Elle s'étrangla dans sa colère, serrée par les liens alors qu'elle tentait de se relever une nouvelle fois. Le sorcier ferma ses doigts, la faisant suffoquer alors que le chanvre s'enfonçait dans sa peau.

Des ga'wa, Nevenoe n'avait connu que les mystères et la grand-mère de son clan. La vieille femme était pourtant affaiblie, brûlée et détruite par la vie. Elle n'exprimait son art que dans les potions et la divination. Avait abandonné la magie et les flammes de son pouvoir. Jamais la chasseuse n'avait rencontré de sorcier aussi jeunes. Jamais elle n'avait connu l'immensité de leur pouvoir. Et, alors qu'il serrait un peu plus, elle se prit à trembler.

— Que veux-tu vraiment rouquine ? Ne cherche pas d'excuse à ton combat fratricide. Tu veux la mort du Baron. Mais je sens que tu veux quelque chose de bien plus grand encore. Des pouvoirs ? Des territoires ? Pire encore... Une couronne ?

Nevenoe gronda, incapable d'articuler le moindre mot. Sa peau, déjà, se couvrait de rouge. L'air lui manquait. Il leva les yeux au ciel avant de relâcher ses doigts.

La chasseuse respira douloureusement. L'oxygène brûlait ses poumons et sa tranchée en s'engouffrant dans sa gorge. Elle toussa, se reprit rapidement. La colère gonflait, purulente, en elle. Nevenoe avait accepté bien des brimades. Avait baissé l'échine trop souvent. Mais les accusions faussées la faisait gronder de rage. Il en savait trop, ces mots le vendaient. Mais il ne pouvait pas même imaginer tout ce qu'il ignorait encore.

— Je me fiche du pouvoir ! Je ne veux pas d'autre massacres innocents ! Je veux la paix pour mes Loups, la paix pour ma Meute ! Celle qui était et celle qui sera. Eiti m'a tout prit mais il ne me prendra pas l'espoir. Ils sont nombreux à attendre que quelqu'un le fasse tomber de son trône d'os et de sang ! Ils...
— Protectrice des opprimés... Tu es bien ridicule rouquine. Personne n'agit pour les autres.
— Tu ne connais pas si bien les hommes que tu sembles le croire sorcier. Je veux la paix, quelqu'en soit les guerres pour l'obtenir. Peu m'importe le nombre de corps que je laisserais pour cela !

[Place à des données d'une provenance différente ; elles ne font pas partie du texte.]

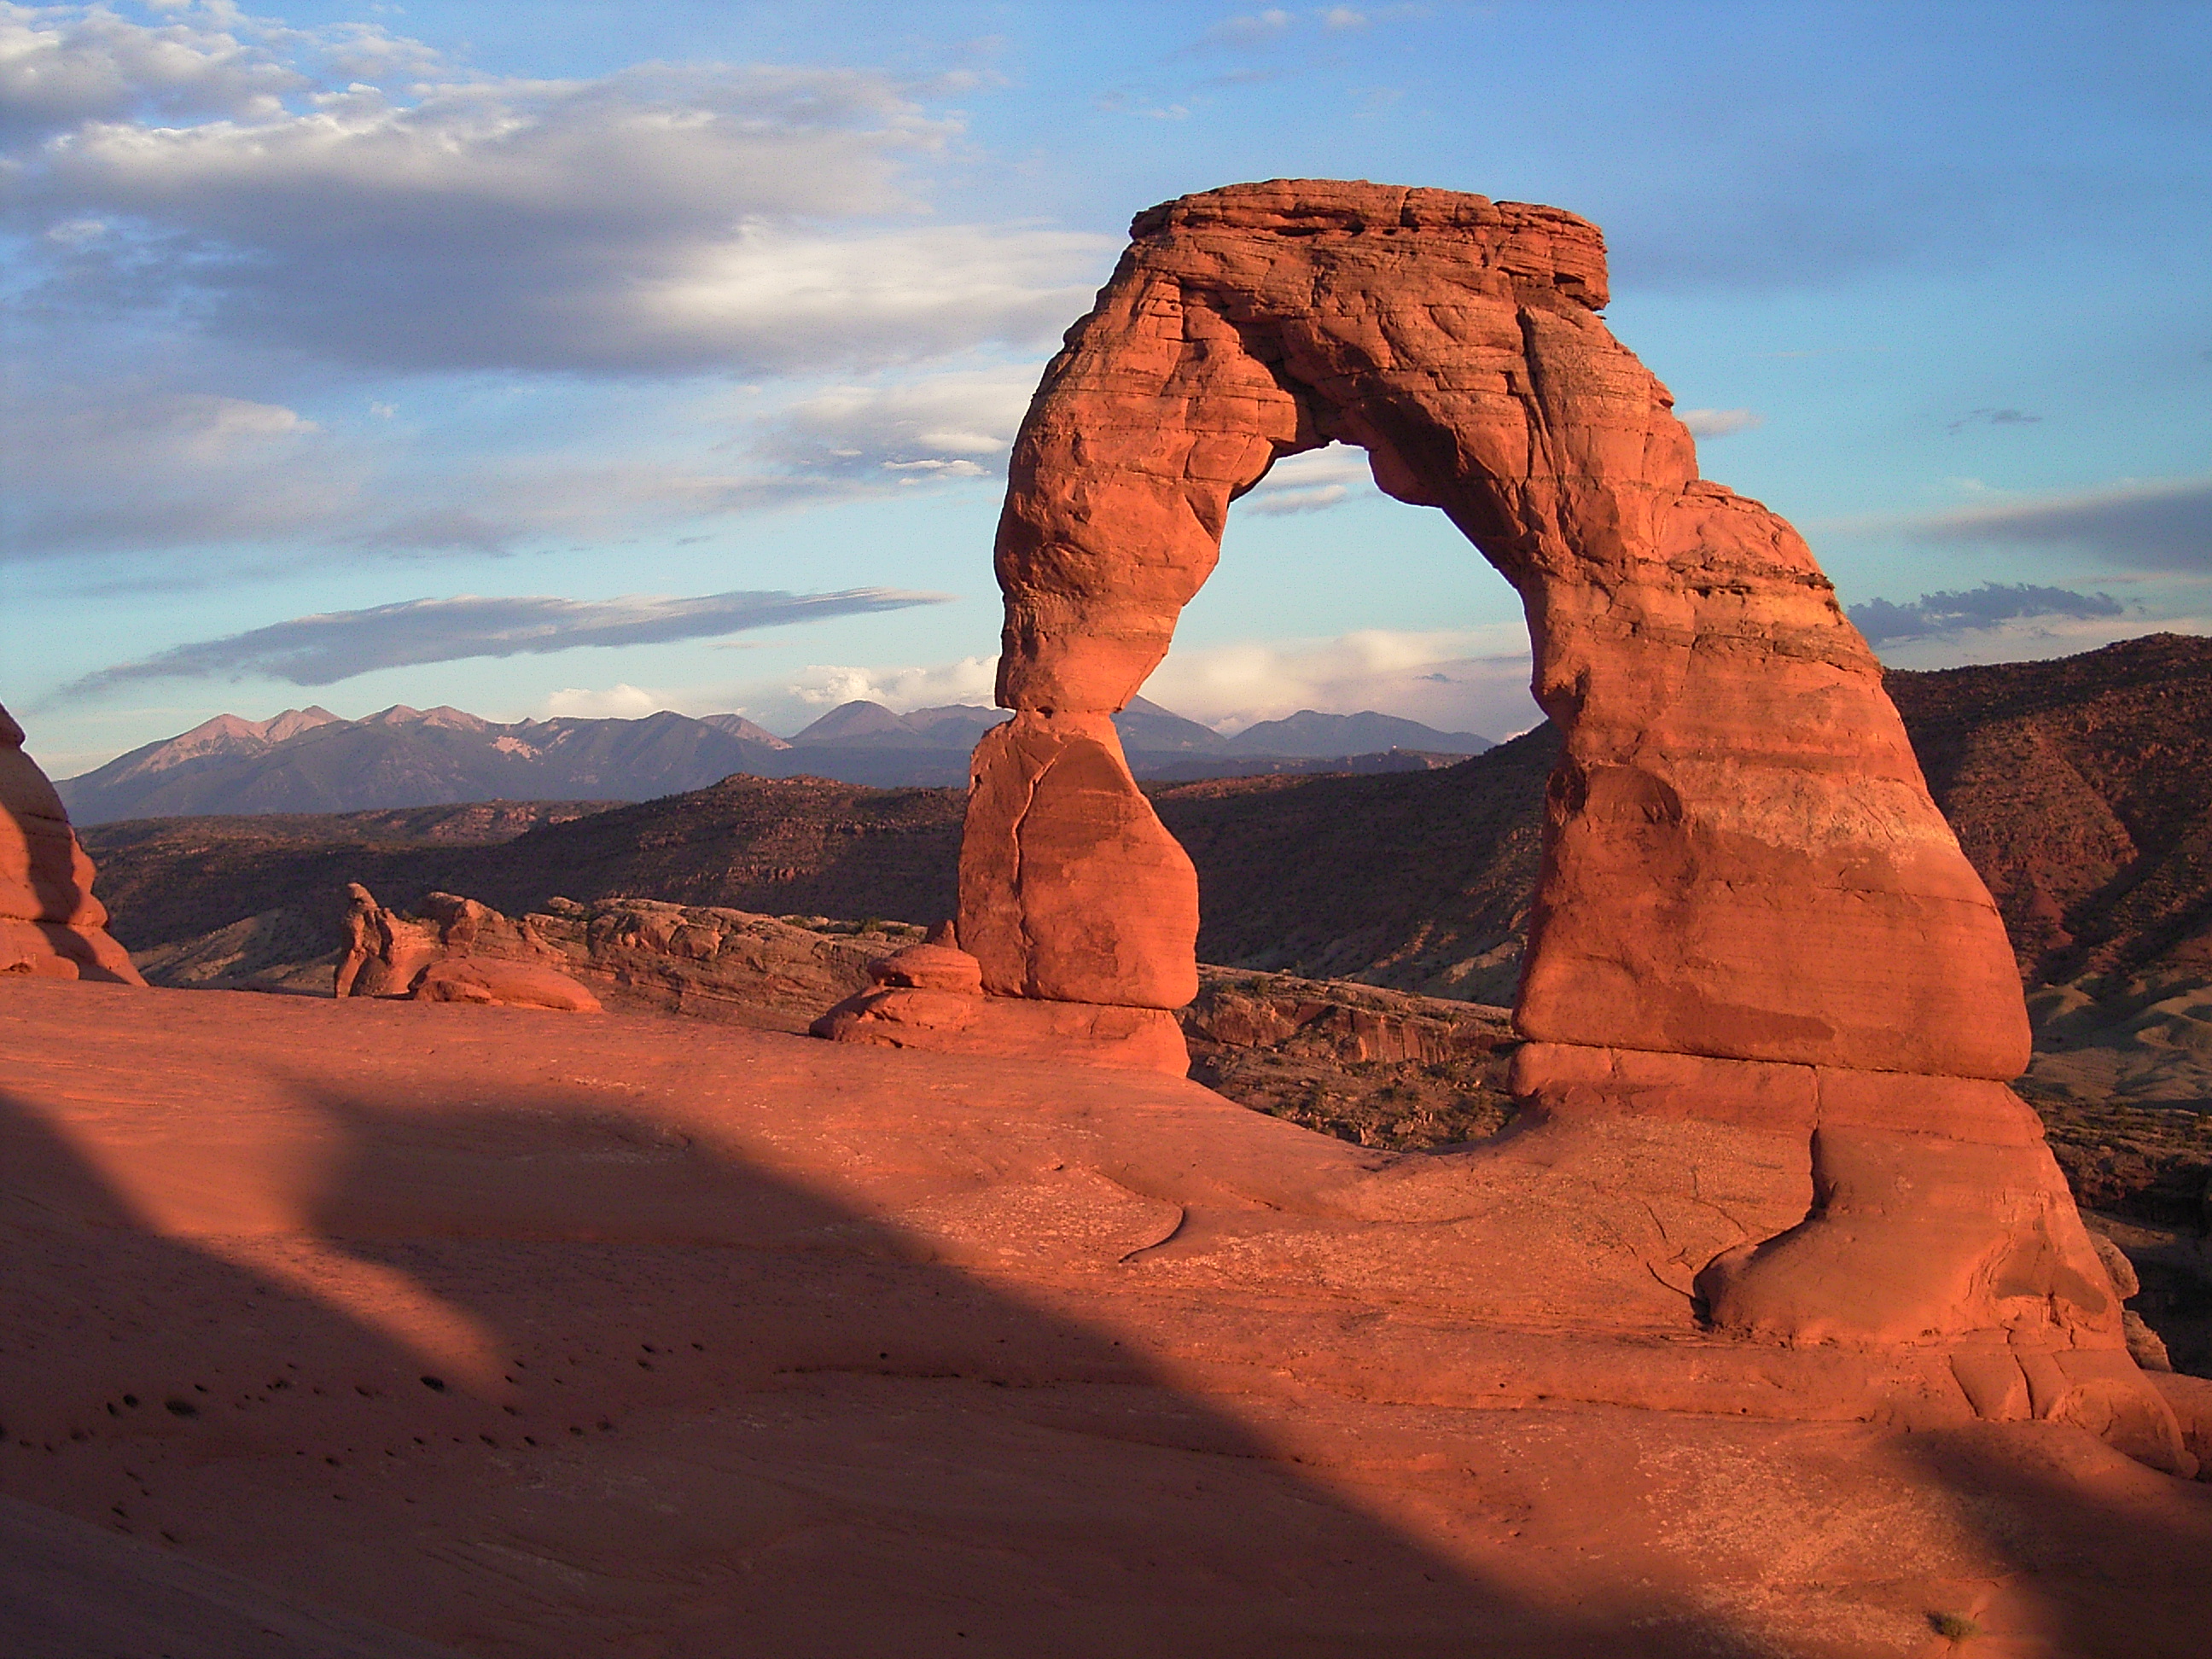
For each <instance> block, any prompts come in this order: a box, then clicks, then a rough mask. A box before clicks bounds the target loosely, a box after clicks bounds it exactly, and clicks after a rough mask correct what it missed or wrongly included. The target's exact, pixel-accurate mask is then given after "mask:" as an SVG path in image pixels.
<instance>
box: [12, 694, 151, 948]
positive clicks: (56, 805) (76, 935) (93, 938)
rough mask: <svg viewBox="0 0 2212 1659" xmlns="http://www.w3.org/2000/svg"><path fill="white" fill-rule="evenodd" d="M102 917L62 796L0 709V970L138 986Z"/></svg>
mask: <svg viewBox="0 0 2212 1659" xmlns="http://www.w3.org/2000/svg"><path fill="white" fill-rule="evenodd" d="M106 922H108V914H106V909H104V907H102V905H100V900H97V898H93V860H91V858H86V856H84V847H80V845H77V836H75V832H73V830H71V827H69V812H66V810H64V807H62V796H58V794H55V792H53V783H49V781H46V774H44V772H40V770H38V761H33V759H31V757H29V754H24V752H22V728H20V726H18V723H15V719H13V717H11V714H9V712H7V710H4V708H0V973H40V975H46V978H58V980H119V982H124V984H144V982H146V980H142V978H139V971H137V969H135V967H131V958H128V956H126V953H124V949H122V947H119V945H117V942H115V940H113V938H108V929H106Z"/></svg>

Il éclata de rire, une nouvelle fois. Nevenoe fulminait, respirait par accoues trop brefs.

— Peut-être que ta vision de la paix est fausse rouquine. Ne t'es-tu donc jamais mise à la place de celui que tu hais si fort ? Peut-être veut-il lui aussi ce que tu désires si âprement ?
— Eiti est une ordure. Il ne veut que le pouvoir pour le pouvoir. Parce qu'il n'a jamais digéré qu'un noble crache à ces pieds il veut contrôler le monde. Et en n'agissant pas, tu joueras le même jeu que lui. En me gardant ici, tu acceptes sa vision du monde !

Le sorcier souleva un sourcil moqueur, ses yeux brillant de malice. A ses côtés, brusquement, son chien se mit à aboyer. Il ne le fit pas taire, le laissant hurler encore et encore. Le canidé finit par s'asseoir et déploya sa gorge pour mieux appeler la lune.

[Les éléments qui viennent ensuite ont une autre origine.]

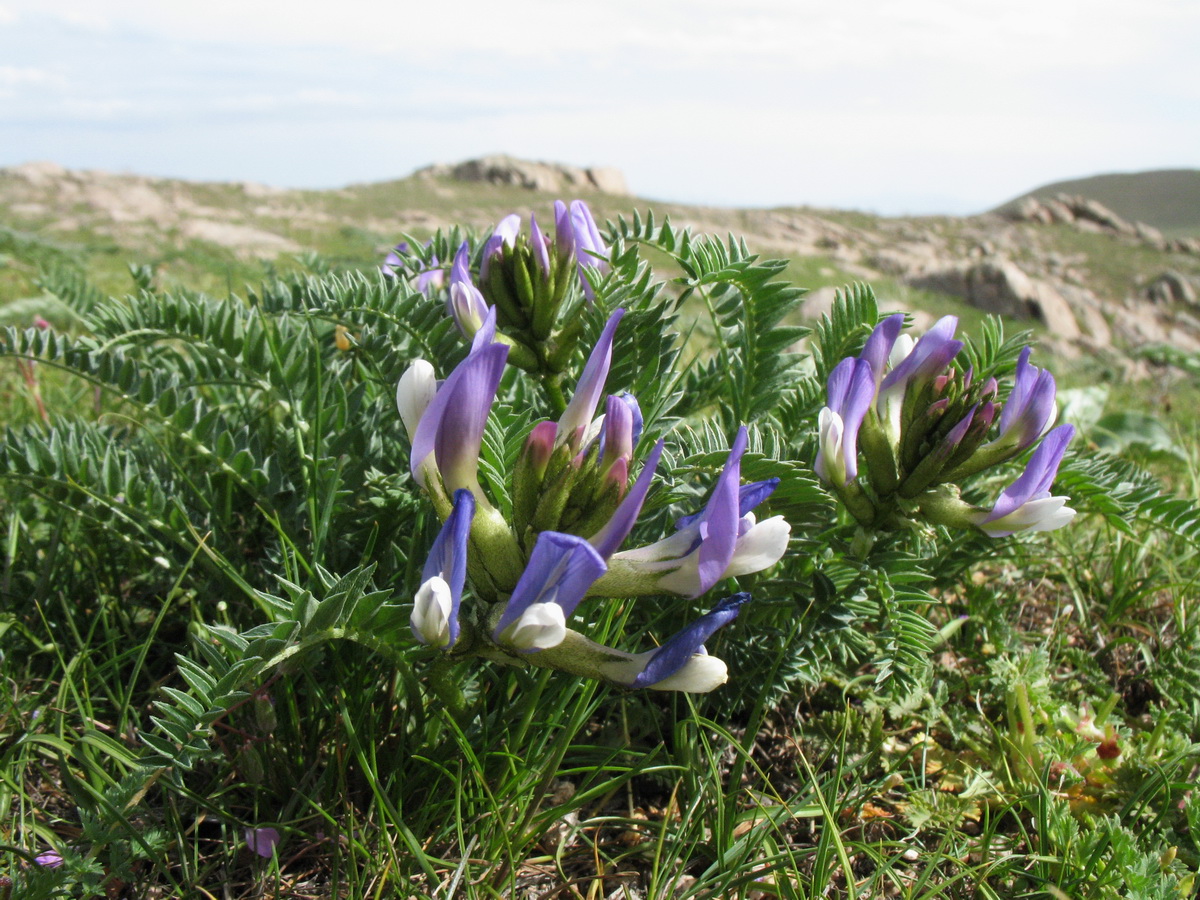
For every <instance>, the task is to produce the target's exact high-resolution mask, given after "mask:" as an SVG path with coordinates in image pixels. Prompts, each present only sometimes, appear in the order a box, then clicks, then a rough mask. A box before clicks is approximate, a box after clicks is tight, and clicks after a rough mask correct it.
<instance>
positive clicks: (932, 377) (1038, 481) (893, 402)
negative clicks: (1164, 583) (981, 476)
mask: <svg viewBox="0 0 1200 900" xmlns="http://www.w3.org/2000/svg"><path fill="white" fill-rule="evenodd" d="M902 326H904V317H902V316H900V314H896V316H889V317H887V318H886V319H883V320H882V322H880V323H878V325H876V328H875V329H874V330H872V331H871V335H870V336H869V337H868V340H866V343H865V344H864V347H863V352H862V354H860V355H859V356H858V358H851V359H845V360H842V361H841V362H839V364H838V365H836V366H835V367H834V370H833V372H832V373H830V376H829V383H828V397H829V400H828V404H827V406H826V408H824V409H822V410H821V415H820V418H818V430H817V456H816V461H815V466H814V467H815V469H816V473H817V475H818V476H820V478H821V480H822V481H824V482H826V484H827V485H829V486H830V487H832V488H833V490H834V491H835V492H836V493H838V496H839V498H840V499H841V500H842V503H845V505H846V508H847V509H848V510H850V512H851V514H852V515H853V516H854V518H856V520H858V522H859V523H860V524H863V526H868V527H880V526H888V524H896V523H898V522H899V521H900V520H905V518H910V517H911V516H912V515H913V514H914V512H917V511H919V512H920V514H922V515H924V517H925V518H928V520H929V521H932V522H935V523H938V524H947V526H956V527H962V526H976V527H979V528H982V529H983V530H984V532H986V533H988V534H990V535H992V536H1002V535H1006V534H1012V533H1013V532H1016V530H1031V529H1032V530H1045V529H1050V528H1058V527H1060V526H1062V524H1066V523H1067V522H1069V521H1070V518H1072V516H1074V511H1073V510H1070V509H1068V508H1066V506H1064V503H1066V498H1051V497H1050V494H1049V486H1050V482H1052V481H1054V476H1055V473H1056V472H1057V468H1058V462H1060V461H1061V458H1062V454H1063V450H1064V449H1066V444H1067V442H1068V440H1069V439H1070V432H1062V431H1058V432H1051V434H1056V437H1055V440H1052V442H1051V440H1050V439H1049V436H1048V437H1046V438H1045V439H1044V440H1043V445H1042V446H1040V448H1039V449H1038V451H1037V452H1036V454H1034V456H1033V458H1032V460H1031V461H1030V468H1028V469H1027V474H1026V475H1024V476H1022V478H1021V479H1018V481H1016V482H1014V485H1013V486H1012V487H1010V488H1008V491H1006V493H1004V494H1002V496H1001V499H1000V500H998V502H997V504H996V506H995V508H994V509H992V510H991V511H989V510H982V509H978V508H976V506H971V505H970V504H966V503H964V502H962V500H961V499H960V496H959V487H958V482H959V481H961V479H964V478H967V476H970V475H973V474H976V473H978V472H982V470H983V469H985V468H989V467H991V466H995V464H997V463H1001V462H1004V461H1007V460H1012V458H1013V457H1015V456H1018V455H1019V454H1021V452H1022V451H1025V450H1027V449H1028V448H1031V446H1033V445H1034V444H1037V442H1038V440H1039V439H1042V437H1043V434H1045V432H1046V428H1049V426H1050V424H1051V422H1052V421H1054V415H1055V380H1054V376H1051V374H1050V373H1049V372H1046V371H1043V370H1039V368H1037V367H1036V366H1033V365H1031V364H1030V353H1031V350H1030V348H1027V347H1026V348H1025V349H1022V352H1021V354H1020V356H1019V359H1018V362H1016V372H1015V379H1014V385H1013V389H1012V391H1010V392H1009V396H1008V398H1007V400H1006V401H1004V402H1003V403H1001V402H1000V400H998V394H1000V385H998V384H997V382H996V378H995V377H992V376H988V377H976V372H974V370H973V367H972V366H967V367H965V368H962V370H960V368H958V367H955V360H956V358H958V356H959V353H960V352H961V350H962V347H964V343H962V342H961V341H959V340H958V338H955V336H954V332H955V329H956V326H958V320H956V319H955V318H954V317H953V316H947V317H944V318H942V319H938V322H937V323H935V324H934V326H932V328H931V329H930V330H929V331H926V332H925V334H924V335H922V336H920V337H919V338H918V340H917V341H913V340H912V338H911V337H908V336H907V335H904V334H901V329H902ZM994 430H995V433H992V431H994ZM859 452H862V455H863V462H864V463H865V466H864V468H865V472H866V478H865V479H862V478H857V476H858V474H859V461H858V456H859ZM1034 488H1036V490H1034Z"/></svg>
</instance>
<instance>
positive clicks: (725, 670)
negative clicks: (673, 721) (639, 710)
mask: <svg viewBox="0 0 1200 900" xmlns="http://www.w3.org/2000/svg"><path fill="white" fill-rule="evenodd" d="M749 599H750V595H749V594H744V593H743V594H734V595H733V596H728V598H726V599H724V600H721V601H720V602H719V604H716V606H714V607H713V610H712V611H710V612H708V613H706V614H703V616H701V617H700V618H698V619H697V620H696V622H694V623H692V624H690V625H688V626H686V628H684V629H683V630H682V631H679V632H678V634H677V635H674V637H672V638H671V640H670V641H667V642H666V643H665V644H662V646H661V647H659V648H658V649H656V650H649V652H647V653H640V654H636V655H635V654H631V655H629V656H628V658H626V659H624V660H619V661H617V660H614V661H612V662H607V664H605V665H604V666H602V667H601V670H602V672H604V674H605V676H606V677H607V678H611V679H612V680H614V682H617V683H619V684H624V685H625V686H628V688H652V689H654V690H665V691H690V692H706V691H710V690H713V689H714V688H719V686H720V685H722V684H725V682H726V680H727V679H728V670H727V667H726V665H725V662H722V661H721V660H719V659H716V658H715V656H709V655H708V653H707V652H706V650H704V641H707V640H708V638H709V637H712V636H713V634H714V632H715V631H716V630H718V629H719V628H722V626H724V625H727V624H728V623H730V622H732V620H733V619H736V618H737V616H738V610H739V607H740V606H742V605H743V604H744V602H746V601H748V600H749Z"/></svg>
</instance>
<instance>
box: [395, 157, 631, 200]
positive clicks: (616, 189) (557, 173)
mask: <svg viewBox="0 0 1200 900" xmlns="http://www.w3.org/2000/svg"><path fill="white" fill-rule="evenodd" d="M416 174H418V175H424V176H426V178H452V179H455V180H457V181H485V182H487V184H491V185H511V186H514V187H524V188H526V190H529V191H545V192H547V193H562V194H577V193H608V194H616V196H618V197H628V196H629V187H628V186H626V185H625V176H624V175H623V174H622V173H620V170H619V169H614V168H606V167H590V168H581V167H578V166H564V164H563V163H557V162H533V161H529V160H517V158H515V157H512V156H484V157H481V158H479V160H467V161H466V162H460V163H456V164H452V166H450V164H445V163H439V164H437V166H430V167H427V168H424V169H420V170H418V172H416Z"/></svg>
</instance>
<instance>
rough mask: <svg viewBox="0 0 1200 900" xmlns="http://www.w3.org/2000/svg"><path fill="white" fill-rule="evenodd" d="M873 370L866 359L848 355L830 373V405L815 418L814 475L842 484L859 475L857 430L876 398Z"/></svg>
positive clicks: (856, 477)
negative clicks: (815, 449) (820, 413)
mask: <svg viewBox="0 0 1200 900" xmlns="http://www.w3.org/2000/svg"><path fill="white" fill-rule="evenodd" d="M875 384H876V379H875V372H874V370H872V366H871V364H870V362H869V361H868V360H865V359H854V358H847V359H844V360H842V361H841V362H839V364H838V365H836V366H834V370H833V372H830V373H829V385H828V389H829V394H828V396H829V404H828V406H827V407H824V409H822V410H821V414H820V415H818V418H817V433H818V438H817V458H816V466H815V468H816V472H817V475H818V476H820V478H821V479H822V480H823V481H826V482H827V484H830V485H834V486H836V487H841V486H842V485H845V484H846V482H847V481H853V480H854V479H856V478H857V476H858V430H859V427H860V426H862V424H863V419H864V418H865V415H866V412H868V410H869V409H870V407H871V401H872V400H874V398H875Z"/></svg>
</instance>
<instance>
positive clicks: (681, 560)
mask: <svg viewBox="0 0 1200 900" xmlns="http://www.w3.org/2000/svg"><path fill="white" fill-rule="evenodd" d="M745 448H746V430H745V428H744V427H743V428H739V430H738V434H737V438H736V439H734V442H733V446H732V448H731V450H730V456H728V460H727V461H726V463H725V468H724V469H722V470H721V474H720V476H719V478H718V480H716V485H715V487H714V488H713V492H712V494H710V496H709V499H708V503H707V504H706V505H704V509H703V510H702V511H701V512H698V514H696V515H692V516H686V517H684V518H682V520H679V522H677V530H676V533H674V534H673V535H671V536H670V538H664V539H662V540H660V541H656V542H655V544H650V545H648V546H646V547H638V548H636V550H628V551H622V552H619V553H614V554H613V557H612V559H611V560H610V564H608V572H607V574H606V575H605V576H604V577H602V578H600V580H599V582H598V583H596V586H595V593H612V594H618V595H619V594H629V595H643V594H649V593H659V592H670V593H673V594H679V595H682V596H700V595H701V594H703V593H706V592H707V590H709V589H710V588H712V587H713V586H714V584H716V582H718V581H720V580H721V578H726V577H734V576H738V575H749V574H750V572H756V571H761V570H762V569H767V568H769V566H770V565H774V564H775V563H776V562H779V559H780V558H781V557H782V556H784V552H785V551H786V550H787V541H788V538H790V536H791V526H788V524H787V521H786V520H785V518H784V517H782V516H774V517H772V518H768V520H766V521H764V522H757V521H756V520H755V517H754V515H752V514H751V512H750V510H751V509H754V508H755V506H756V505H758V504H760V503H762V500H764V499H766V498H767V497H768V496H769V494H770V493H772V491H774V490H775V486H776V485H778V479H772V480H768V481H758V482H755V484H752V485H746V486H745V487H739V480H740V466H742V456H743V454H744V452H745Z"/></svg>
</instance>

Nevenoe sera les poings, un peu plus fort alors que son regard frémissait de rage et que déjà y brillait des larmes. Elle ne suppliait pas de ces mots mais tout son corps le faisait pour elle. Dans sa colère, la chasseuse appelait la compréhension de cet homme qui n'était rien et qui parvenait pourtant si bien à la faire parler et gronder. Elle sentait bien la tension constante sur ses épaules. Le goût acre de la peur, la brûlure de l'impatience. Elle n'aurait jamais dû partir toute seule. Rester en compagnie de ces dragons, ne pas croire que d'autre seraient assez fou pour l'aider.

Il s'avança d'une démarche malhabile. Boitant de sa jambe droite, il ne lui laissa pas une seconde pour commenter qu'il détachait déjà ses liens. Alors qu'elle ne rêvait que de lui sauter à la gorge quelques secondes plus tôt, elle resta stupéfiait, immobile sur le lit inconfortable.

— Ne crois pas que je prends partie. Les Déesses ne me le pardonneront pas. Toutes m'ont offerts ma magie et ce n'est qu'ensemble qu'elles sont entières. Aucune ga'wa ne t'aidera rouquine dans la guerre qui se profile. Nous respectons les Sides comme des mères et n'en privilégions aucune. Mais contre le Baron, je veux bien t'aider. En échange de bien plus.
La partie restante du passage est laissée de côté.